05. Arriving at Indiantown Gap Refugees Camp

05. Arriving at Indiantown Gap

These barracks belong to the Pennsylvania National Guard.
They were used for Vietnamese refugees’ resettlement.
All the barracks look identical, row after row.
Without numbers we couldn’t tell one from the other.

The toilets and a shower stall were only on the first floor,
Located conveniently by the road side and near the doors.
All the barrack entrances faced the same direction,
And the outside stairways were connected to the second floor.

Toilets and washing area were always open
While their only communal shower stall was rotated by the hours.
People had to follow the posted schedule for shower time;
Hours for men and women posted right on the wall.

The shower schedules were rotated hourly based on gender.
People washing and showering late into the night.
The public washing area was always packed
Where new friends and neighbors amicably chatted.

Our refugee life had returned to normal,
People had beds to rest at any hour.
The barrack had become our new home;
Children played and laughed until their bedtime.

Like the time we were on Guam,
Three times a day we were in lines for meals.
The loudest group was always the rowdy young men,
Friends chatting while girls and boys glanced at each other.

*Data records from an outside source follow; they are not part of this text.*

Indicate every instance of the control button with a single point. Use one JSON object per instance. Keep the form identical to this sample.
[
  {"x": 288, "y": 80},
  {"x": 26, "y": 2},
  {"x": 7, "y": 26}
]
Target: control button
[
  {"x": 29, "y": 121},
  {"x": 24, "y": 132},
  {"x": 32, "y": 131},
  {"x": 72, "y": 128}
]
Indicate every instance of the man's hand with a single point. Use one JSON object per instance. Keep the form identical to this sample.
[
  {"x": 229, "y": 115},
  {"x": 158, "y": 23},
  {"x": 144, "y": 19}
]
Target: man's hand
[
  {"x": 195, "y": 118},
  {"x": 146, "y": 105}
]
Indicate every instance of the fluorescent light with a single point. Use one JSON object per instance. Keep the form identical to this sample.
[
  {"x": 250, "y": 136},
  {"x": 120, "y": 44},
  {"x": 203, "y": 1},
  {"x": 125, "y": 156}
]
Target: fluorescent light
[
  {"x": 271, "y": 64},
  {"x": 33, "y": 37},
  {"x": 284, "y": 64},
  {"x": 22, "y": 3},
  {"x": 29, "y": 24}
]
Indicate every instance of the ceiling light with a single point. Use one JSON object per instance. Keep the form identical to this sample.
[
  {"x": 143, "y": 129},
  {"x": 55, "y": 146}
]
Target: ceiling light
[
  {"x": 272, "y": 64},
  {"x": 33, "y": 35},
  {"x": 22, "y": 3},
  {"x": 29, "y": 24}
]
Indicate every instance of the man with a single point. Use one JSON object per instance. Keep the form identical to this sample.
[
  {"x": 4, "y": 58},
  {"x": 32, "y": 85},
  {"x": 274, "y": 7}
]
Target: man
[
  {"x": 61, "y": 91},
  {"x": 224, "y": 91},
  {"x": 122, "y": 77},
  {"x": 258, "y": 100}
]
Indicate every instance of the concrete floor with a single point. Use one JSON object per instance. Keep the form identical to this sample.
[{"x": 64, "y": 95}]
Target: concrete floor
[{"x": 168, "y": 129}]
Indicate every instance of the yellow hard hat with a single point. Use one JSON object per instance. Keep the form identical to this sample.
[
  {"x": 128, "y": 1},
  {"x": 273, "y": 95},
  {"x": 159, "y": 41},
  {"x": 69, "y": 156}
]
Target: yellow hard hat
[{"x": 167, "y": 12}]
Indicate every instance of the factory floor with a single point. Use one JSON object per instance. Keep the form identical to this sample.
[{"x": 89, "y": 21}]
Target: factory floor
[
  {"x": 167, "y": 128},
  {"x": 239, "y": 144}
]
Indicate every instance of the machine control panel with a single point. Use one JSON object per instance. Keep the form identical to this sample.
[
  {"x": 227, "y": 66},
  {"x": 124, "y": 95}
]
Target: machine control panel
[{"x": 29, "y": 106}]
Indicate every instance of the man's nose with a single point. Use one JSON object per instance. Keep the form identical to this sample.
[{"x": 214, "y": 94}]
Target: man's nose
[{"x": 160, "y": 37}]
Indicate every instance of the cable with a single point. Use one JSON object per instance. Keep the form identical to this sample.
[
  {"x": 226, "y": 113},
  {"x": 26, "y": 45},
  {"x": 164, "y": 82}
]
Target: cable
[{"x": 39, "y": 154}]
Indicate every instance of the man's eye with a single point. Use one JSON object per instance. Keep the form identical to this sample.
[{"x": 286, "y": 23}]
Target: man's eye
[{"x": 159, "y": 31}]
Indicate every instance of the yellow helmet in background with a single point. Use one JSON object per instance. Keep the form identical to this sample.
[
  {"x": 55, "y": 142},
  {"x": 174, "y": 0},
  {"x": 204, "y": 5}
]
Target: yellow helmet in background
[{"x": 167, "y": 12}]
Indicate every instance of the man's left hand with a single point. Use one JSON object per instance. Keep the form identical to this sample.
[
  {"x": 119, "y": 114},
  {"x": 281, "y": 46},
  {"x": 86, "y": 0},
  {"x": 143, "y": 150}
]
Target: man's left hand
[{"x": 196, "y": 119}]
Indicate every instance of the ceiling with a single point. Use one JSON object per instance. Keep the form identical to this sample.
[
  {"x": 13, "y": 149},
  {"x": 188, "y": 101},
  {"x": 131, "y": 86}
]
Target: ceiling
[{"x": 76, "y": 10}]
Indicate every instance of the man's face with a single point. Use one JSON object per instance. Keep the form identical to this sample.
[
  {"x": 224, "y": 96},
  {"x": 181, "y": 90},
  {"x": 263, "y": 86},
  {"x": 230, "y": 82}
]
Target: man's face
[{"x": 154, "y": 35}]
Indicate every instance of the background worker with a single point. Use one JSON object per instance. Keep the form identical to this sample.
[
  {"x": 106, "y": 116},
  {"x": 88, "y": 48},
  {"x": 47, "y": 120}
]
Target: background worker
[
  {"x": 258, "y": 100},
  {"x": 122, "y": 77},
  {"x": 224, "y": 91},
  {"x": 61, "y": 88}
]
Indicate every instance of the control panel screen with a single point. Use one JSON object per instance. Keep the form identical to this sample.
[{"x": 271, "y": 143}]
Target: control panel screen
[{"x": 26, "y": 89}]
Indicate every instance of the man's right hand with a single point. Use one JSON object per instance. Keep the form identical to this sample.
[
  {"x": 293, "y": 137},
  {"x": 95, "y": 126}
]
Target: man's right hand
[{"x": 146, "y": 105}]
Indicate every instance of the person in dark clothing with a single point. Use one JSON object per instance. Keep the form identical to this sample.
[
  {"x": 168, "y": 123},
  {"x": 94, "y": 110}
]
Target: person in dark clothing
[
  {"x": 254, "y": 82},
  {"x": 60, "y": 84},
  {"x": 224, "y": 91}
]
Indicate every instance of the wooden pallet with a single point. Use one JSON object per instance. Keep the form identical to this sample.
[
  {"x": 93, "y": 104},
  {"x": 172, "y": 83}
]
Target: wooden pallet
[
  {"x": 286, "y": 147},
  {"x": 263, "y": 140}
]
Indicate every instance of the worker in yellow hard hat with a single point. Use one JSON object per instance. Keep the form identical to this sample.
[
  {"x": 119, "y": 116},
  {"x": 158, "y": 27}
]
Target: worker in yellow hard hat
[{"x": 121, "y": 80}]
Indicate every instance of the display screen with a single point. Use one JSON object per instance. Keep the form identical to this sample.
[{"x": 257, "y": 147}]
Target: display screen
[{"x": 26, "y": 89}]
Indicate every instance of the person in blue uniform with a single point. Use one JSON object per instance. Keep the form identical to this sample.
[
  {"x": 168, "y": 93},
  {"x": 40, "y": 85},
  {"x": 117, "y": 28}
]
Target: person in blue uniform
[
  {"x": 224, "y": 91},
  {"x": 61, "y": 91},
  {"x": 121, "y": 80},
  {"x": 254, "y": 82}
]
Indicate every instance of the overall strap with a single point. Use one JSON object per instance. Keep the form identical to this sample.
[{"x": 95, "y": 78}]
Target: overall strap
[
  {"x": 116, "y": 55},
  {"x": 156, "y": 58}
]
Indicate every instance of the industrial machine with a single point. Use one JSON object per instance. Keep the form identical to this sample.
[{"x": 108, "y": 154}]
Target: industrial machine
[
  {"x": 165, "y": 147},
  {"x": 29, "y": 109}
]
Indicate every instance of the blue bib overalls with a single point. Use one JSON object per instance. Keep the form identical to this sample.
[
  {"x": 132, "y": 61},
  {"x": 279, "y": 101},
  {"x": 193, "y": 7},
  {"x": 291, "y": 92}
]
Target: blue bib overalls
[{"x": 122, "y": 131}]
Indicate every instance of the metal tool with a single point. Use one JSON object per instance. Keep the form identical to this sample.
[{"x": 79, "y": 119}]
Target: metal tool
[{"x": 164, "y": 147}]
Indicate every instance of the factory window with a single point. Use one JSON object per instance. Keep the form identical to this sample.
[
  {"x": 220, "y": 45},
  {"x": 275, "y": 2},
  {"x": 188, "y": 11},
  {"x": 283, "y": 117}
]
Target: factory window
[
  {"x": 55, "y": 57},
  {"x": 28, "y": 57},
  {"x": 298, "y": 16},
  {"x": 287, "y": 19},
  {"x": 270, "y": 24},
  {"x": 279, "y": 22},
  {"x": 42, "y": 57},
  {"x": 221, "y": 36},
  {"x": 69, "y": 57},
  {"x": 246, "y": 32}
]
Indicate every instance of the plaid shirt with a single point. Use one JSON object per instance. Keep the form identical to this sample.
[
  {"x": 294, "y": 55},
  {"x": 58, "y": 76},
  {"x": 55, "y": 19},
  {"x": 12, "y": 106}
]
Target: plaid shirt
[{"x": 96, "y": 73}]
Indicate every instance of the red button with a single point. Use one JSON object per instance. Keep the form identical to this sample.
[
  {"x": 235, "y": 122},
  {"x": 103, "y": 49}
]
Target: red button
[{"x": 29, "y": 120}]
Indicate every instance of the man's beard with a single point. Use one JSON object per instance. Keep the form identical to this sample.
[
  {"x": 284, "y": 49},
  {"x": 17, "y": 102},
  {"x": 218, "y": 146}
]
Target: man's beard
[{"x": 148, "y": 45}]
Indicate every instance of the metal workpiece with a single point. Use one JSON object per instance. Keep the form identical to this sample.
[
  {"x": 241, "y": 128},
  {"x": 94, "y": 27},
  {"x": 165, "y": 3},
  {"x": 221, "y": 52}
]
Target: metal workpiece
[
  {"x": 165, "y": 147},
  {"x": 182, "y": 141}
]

Like returned like while eyes searched for eyes.
Young, old, boys, girls let their attraction known.
Hey, the one with the rosy cheeks,
Are you married?” I flirted.

I’m married but it’s like I’m not.
My husband loves drinking and isn’t yet home.
My two small children cling to me from dawn to dusk,
My mother-in-law is watching me, daring you to flirt.”

Because I was able to speak some English,
I could communicate with Americans fairly well.
Being a single man, no family, and no girlfriend to date,
I volunteered to be an interpreter, freshly made.

After just one week the Lieutenant told me
To move into the office so I can find you.
Whenever I need you for translation,
Otherwise, you will be the mailman for our station.

As mornings came and nights went,
Four months had passed and tens of thousands had left.
Single people needed not worry too much;
Three meals a day and free movies were such a good time.

Families with children must have worried.
They would be processed with top priority.
Single young people were the least concerned;
Their time to leave would be on their own terms.

Chilly winds signaled the arrival of Fall,
The sun went to bed early knowing the summer was over.
Frosty morning dew appeared on the grassy fields,
I wandered wherever the road I could feel.

Americans brought in bags and bags of used clothes,
Winter jackets and sweaters left outside by the barracks.
Mostly mothers were there, and clothes were too big,
Sister “Hằng” was kind picking for me a sweater that fit.

I had been thinking about finding a job.
Should I take the one suggested during the job interview.
Busboy was the job they had found for me,
But I never worked as a boy on a passenger bus.

Busboy was not working on a passenger bus,
But clearing dirty plates from the tables in a restaurant.
After the customers went back to the line,
You promptly clear the dirty plates off the tables assigned.

This is a restaurant job,
Meals are self-served buffet style.
Customers eat as much as they will
Until their stomach is filled, then pay the bill.

I accepted the job with no further thought
Because I did not have to worry about meals.
The week after I accepted the busboy job,
The minister needed a picture of me for their file.

I guessed they also wanted to see what I looked like,
Were my limbs, my eyes, my mouth, my teeth fine?
It felt somehow troublesome,
I looked fine but still, it was somewhat worrisome.

I had to dress nicely for picture day.
Nice pants, nice old sweatshirt, and shoes on my feet.
When they saw me, they said,
You look very nice today, indeed.”

The week after my picture was taken,
They said they would take me, no problem.
The minister called asking for me,
How do you know Somerset?”, he asked.

I do not know where Somerset is”
My case was handled by an American Red Cross lady.
The lady said she knew this place.
Oakhurst Tea Room had already sealed my fate.